Gestern Abend durften viele Prignitzer in ihre Häuser zurück. Nun plagen sie Gestank und Mücken

Von Claus-Dieter Steyer

Wittenberge. Die Deichläufer spüren den Rückgang des Wassers zuerst. Sie kontrollieren ununterbrochen, in Vier- bis Sechs-Stunden-Schichten, den Zustand der Dämme. Ihr besonderes Augenmerk gilt Sickerstellen und Anzeichen von Deichrissen, die trotz des gesunkenen Wasserstandes nach wie vor zu einem Dammbruch führen können. „Wir riechen inzwischen sogar das weniger gewordene Wasser", erzählt ein von Deichbauexperten eingewiesener Kontrolleur am „Bösen Ort" bei Wustrow in der Nähe von Wittenberge. „Denn an den Rändern der Brühe setzen sich Schadstoffe ab, die in der Sonne erbärmlich stinken." Doch er wolle sich nicht beschweren. „Je mehr Gestank, desto besser. Wir sind gerade hier über jeden Zentimeter weniger froh."

Der „Böse Ort" dürfte nach dem Hochwasser in keiner Chronik fehlen. Hier sahen die Fachleute die größte Gefahr eines Deichbruches, weil die Elbe im 90-Grad-Winkel auf den Damm prallt. In einer Hau-Ruck-Aktion hunderter Soldaten, Angehöriger des Technischen Hilfswerkes und vieler Einwohner wurden die Deiche mit Tausenden Sandsäcken verstärkt. Doch nicht nur am „Bösen Ort“ können die Menschen ein wenig aufatmen. Nach einer Woche des Kampfes gegen das Hochwasser ist die Gefahr von Überschwemmungen großer Flächen und der damit verbundenen Zerstörung von Häusern in den Elbdörfern der Prignitz bedeutend kleiner geworden.

Der Pegel lag gestern Nachmittag bei 6,50 Meter – weit unter der beim letzten Winterhochwasser im Jahre 1988 gemessenen 8,84 Meter. Am Abend hob der örtliche Krisenstab die Evakuierung von 38 Orten auf. Ab 18 Uhr durften die Einwohner wieder in ihre Häuser zurückkehren. Etwa 3000 Menschen waren am Donnerstag vergangener Woche vorsorglich evakuiert worden. Bereits am gestrigen Vormittag hatten sie Passierscheine erhalten, mit denen sie kurzzeitig ihre Wohnungen aufsuchen konnten. Ortsfremde Personen wies die Polizei schon an den Zufahrtsstraßen zurück. Diebstähle sollten dadurch von vornherein verhindert werden – jeder Einwohner sollte sein Haus so vorfinden, wie er es verlassen hatte. Den bestialischen Gestank allerdings werden sowohl die Bewohner an der Elbe als auch die des zur Rettung der Prignitz überschwemmten Havellandes noch eine ganze Weile ertragen müssen. Erst in einigen Wochen rechnen Wasserfachleute wieder mit einem normalen Zustand.

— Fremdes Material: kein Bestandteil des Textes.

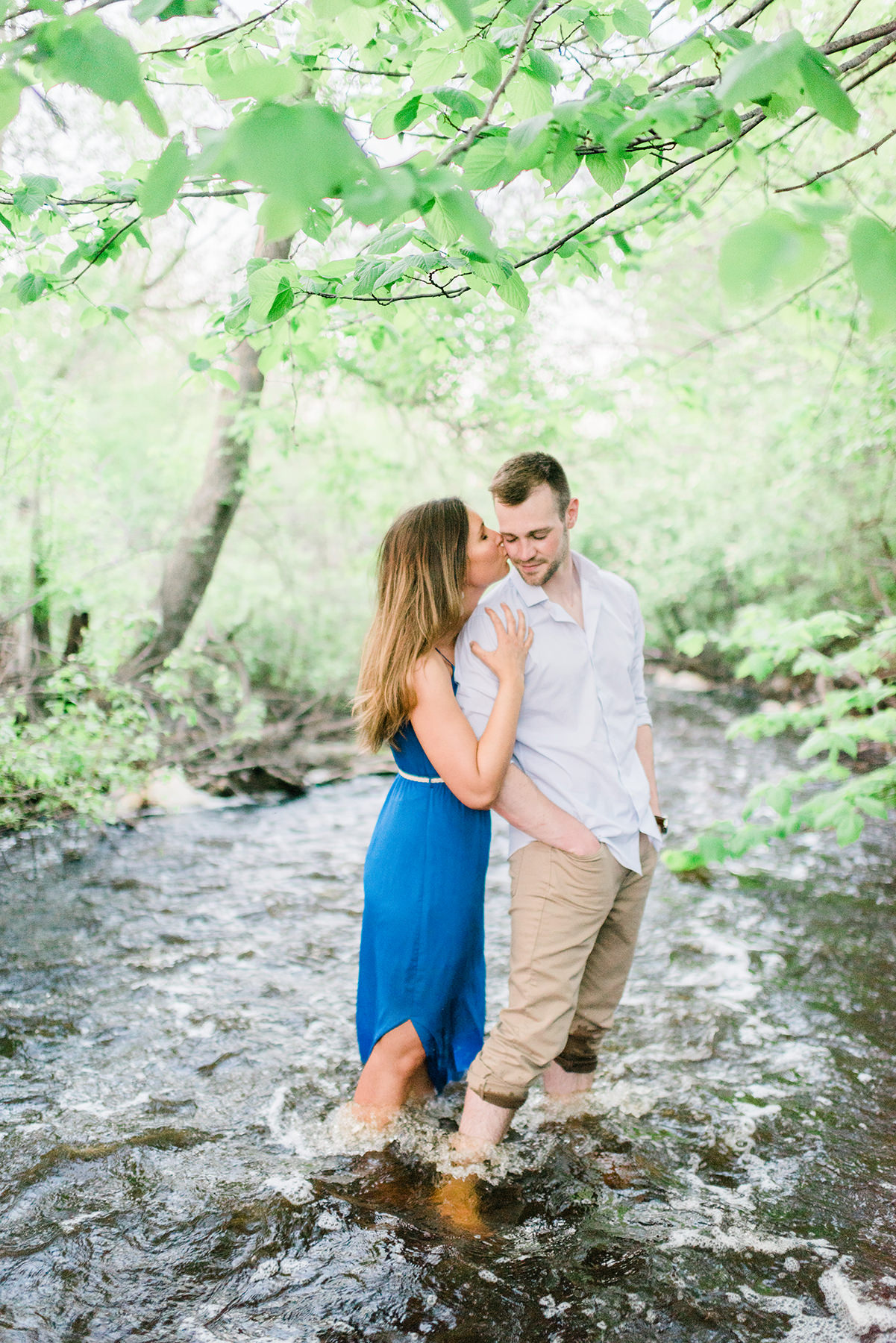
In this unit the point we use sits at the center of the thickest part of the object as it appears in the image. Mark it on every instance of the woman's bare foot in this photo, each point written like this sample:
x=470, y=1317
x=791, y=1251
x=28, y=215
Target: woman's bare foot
x=372, y=1116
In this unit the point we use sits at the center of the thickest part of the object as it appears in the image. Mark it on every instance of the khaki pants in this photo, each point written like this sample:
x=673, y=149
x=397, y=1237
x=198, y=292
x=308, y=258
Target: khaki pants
x=574, y=926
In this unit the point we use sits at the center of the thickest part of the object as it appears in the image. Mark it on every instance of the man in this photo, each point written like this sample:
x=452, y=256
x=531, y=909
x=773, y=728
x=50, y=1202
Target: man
x=582, y=805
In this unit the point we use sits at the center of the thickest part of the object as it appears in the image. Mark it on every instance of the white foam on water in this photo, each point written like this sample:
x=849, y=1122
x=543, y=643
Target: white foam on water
x=296, y=1189
x=739, y=1240
x=416, y=1133
x=845, y=1303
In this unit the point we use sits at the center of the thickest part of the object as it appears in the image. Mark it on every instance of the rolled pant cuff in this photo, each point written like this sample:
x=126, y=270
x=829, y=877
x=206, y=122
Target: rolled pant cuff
x=503, y=1099
x=579, y=1054
x=578, y=1062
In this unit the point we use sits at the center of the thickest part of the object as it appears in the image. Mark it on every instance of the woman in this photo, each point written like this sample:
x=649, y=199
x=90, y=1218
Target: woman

So lange hält auch die jetzt schon fast unerträgliche Mückenplage an. „Vor zwölf Tagen hatten wir den Starkregen, nun sind die Stechmücken da", erklärte Professor Matthias Freude, Präsident des Landesumweltamtes. „Jede Pfütze und jedes durch den Damm gesickerte Wasser ist ein kleines Mückenbiotop." Gesundheitliche Gefahren hielten sich allerdings in Grenzen. Zum Schutz vor den nur in der Nacht aktiven Tieren rät Freude zu Mückennetzen an den Fenstern oder über dem Bett und zu Insektenschutzmitteln. „Die Mücken werden nicht nur durch Licht angelockt, sondern reagieren auf Kohlendioxid in der ausgeatmeten Luft sowie auf die vom Menschen ausgehende Wärme und Feuchtigkeit."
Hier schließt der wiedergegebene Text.